When have you entered into a contract online?

The internet is tricky when it comes to contract formation. Many of us enter into contracts or think we enter into contracts multiple times a day. Every time we use something or download something the provider is attempting to bind you into a contract…

How do you know if you have successfully entered into a binding contract?  Here are some guidelines:

Notice of the terms and assent or agreement are the key elements to determining if an enforceable contract has been entered. If you are not given notice of terms and the opportunity to easily back out if you do not agree there is likely no contract.  When determining if notice was given courts will consider the following:(1) whether the terms are obvious, (2) the course of dealing between the company and the customer, and (3) industry practices.

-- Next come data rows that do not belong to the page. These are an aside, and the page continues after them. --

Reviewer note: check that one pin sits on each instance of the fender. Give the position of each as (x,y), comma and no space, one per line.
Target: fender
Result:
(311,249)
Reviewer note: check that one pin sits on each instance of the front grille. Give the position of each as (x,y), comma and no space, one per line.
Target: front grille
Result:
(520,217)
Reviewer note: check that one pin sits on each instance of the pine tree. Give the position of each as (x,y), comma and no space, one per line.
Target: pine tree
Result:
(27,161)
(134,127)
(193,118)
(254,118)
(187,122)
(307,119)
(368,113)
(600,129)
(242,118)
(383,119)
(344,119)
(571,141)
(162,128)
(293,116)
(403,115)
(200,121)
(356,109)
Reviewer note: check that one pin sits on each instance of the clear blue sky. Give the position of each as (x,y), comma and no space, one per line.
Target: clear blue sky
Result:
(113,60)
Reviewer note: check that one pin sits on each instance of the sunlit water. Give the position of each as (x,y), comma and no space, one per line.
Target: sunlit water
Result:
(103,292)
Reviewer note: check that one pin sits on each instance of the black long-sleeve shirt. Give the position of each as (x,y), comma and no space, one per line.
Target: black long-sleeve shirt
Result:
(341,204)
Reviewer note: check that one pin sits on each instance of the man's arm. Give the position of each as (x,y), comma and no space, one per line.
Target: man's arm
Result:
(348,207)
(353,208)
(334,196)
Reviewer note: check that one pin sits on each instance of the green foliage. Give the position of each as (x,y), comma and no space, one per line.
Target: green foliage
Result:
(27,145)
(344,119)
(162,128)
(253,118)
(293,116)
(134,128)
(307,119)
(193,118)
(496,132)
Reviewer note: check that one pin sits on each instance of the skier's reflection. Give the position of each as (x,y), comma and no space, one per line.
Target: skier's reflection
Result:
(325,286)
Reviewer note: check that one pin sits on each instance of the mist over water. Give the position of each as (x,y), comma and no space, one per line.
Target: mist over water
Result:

Additionally, if you have not agreed to the terms there is likely no contract. Whether “reasonable people in the parties’ positions would understand [the actions] to be assent” is the standard used by courts. Therefore, if a “reasonable person” wouldn’t think that the actions taken would equate to agreement, then there is likely no contract.

What, how, and when terms appear and if your actions can be considered agreement are important if trying to determine if a contract has been formed.  It is common for additional terms to be the start of a new and also binding contract, so be aware that each interaction can form a new contract that you are obligated to uphold.

Main takeaways:

  • Companies must clearly provide notice of additional terms
  • Parties must clearly agree to additional terms
  • Customers should expect additional terms as part of the initial contract formation event. Courts will apply a reasonable person analysis to both the terms of the contract as well as the method used to notify the customer of the additional terms.

Contract formation is a determination made by the court, these are merely guidelines. Read everything you agree to and be aware of the site or company’s policies so you know your potential obligations.